Самоволка

               
1.
   Наш Президент, впервые за многие годы, объявил о призыве на военные сборы «запасников».
   Я, скажем, побывал на военной переподготовке многократно: то 7, то 14, то 30, а однажды 90 дней.
   Недельные сборы почему – то называли командирскими. кадровые офицеры читали нам лекции по тактике, рассказывали о вооружении Советских ВС. и НАТО, называли тактико – технические данные, сравнивали их качество. И случались эти «мобилизационные мероприятия» обычно во время обострений в международных отношениях: то стычка с китайцами на Даманском – тесно им, узкоглазым! – то Корея, то Вьетнам, то ещё заварушки в азиях – африках.
   Н а 7-дневные сборы едем охотно: днём занимаемся теорией в воинской части, после обеда едем домой.  В конце  сборов стреляем из пистолета, автомата и ручного пулемёта.
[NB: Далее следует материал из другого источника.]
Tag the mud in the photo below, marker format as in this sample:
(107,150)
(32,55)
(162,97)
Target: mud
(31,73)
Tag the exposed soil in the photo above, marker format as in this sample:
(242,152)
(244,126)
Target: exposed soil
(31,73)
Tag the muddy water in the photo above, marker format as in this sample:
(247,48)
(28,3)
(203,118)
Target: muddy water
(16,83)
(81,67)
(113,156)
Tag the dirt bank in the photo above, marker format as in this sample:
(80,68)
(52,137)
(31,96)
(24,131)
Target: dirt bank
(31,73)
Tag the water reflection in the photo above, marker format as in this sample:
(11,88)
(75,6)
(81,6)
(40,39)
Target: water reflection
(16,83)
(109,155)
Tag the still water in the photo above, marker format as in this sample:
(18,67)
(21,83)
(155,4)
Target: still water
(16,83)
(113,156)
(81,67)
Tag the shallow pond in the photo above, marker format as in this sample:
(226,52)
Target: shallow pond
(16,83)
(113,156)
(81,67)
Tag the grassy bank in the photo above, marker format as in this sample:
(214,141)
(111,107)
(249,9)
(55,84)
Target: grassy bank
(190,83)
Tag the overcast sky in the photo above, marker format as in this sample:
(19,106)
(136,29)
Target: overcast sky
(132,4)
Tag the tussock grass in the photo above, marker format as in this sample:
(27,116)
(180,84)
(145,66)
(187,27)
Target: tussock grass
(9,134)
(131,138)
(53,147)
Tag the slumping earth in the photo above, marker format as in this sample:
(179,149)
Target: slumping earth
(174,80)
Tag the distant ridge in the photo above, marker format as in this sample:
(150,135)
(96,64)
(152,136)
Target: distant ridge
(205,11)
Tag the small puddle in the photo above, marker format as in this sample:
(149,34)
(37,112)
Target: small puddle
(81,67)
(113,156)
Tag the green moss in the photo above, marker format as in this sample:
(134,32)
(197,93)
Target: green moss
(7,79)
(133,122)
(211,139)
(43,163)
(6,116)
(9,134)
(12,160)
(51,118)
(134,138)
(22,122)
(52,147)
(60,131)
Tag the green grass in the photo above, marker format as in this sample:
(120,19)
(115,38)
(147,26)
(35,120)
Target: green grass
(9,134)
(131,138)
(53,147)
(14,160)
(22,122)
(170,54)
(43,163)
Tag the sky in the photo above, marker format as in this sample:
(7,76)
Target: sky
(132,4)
Потом – застолье, прощание с братанием и разъезд.
   Хуже, когда назначены 30-дневные, а то и 60, 90- дневные сборы. Тогда – «Атас, берегись, рабочий класс»: грядёт всеобщее переодевание в военную форму, после чего за километр видно, что грядут «партизаны» -  так всегда называли «переподготовщиков»  за их затрапезный внешний  вид, склонность к вольнице, непредсказуемость в поступках. Кому и зачем это было нужно – ума не приложу: людей срывали с работы, уходила куча денег, нервов…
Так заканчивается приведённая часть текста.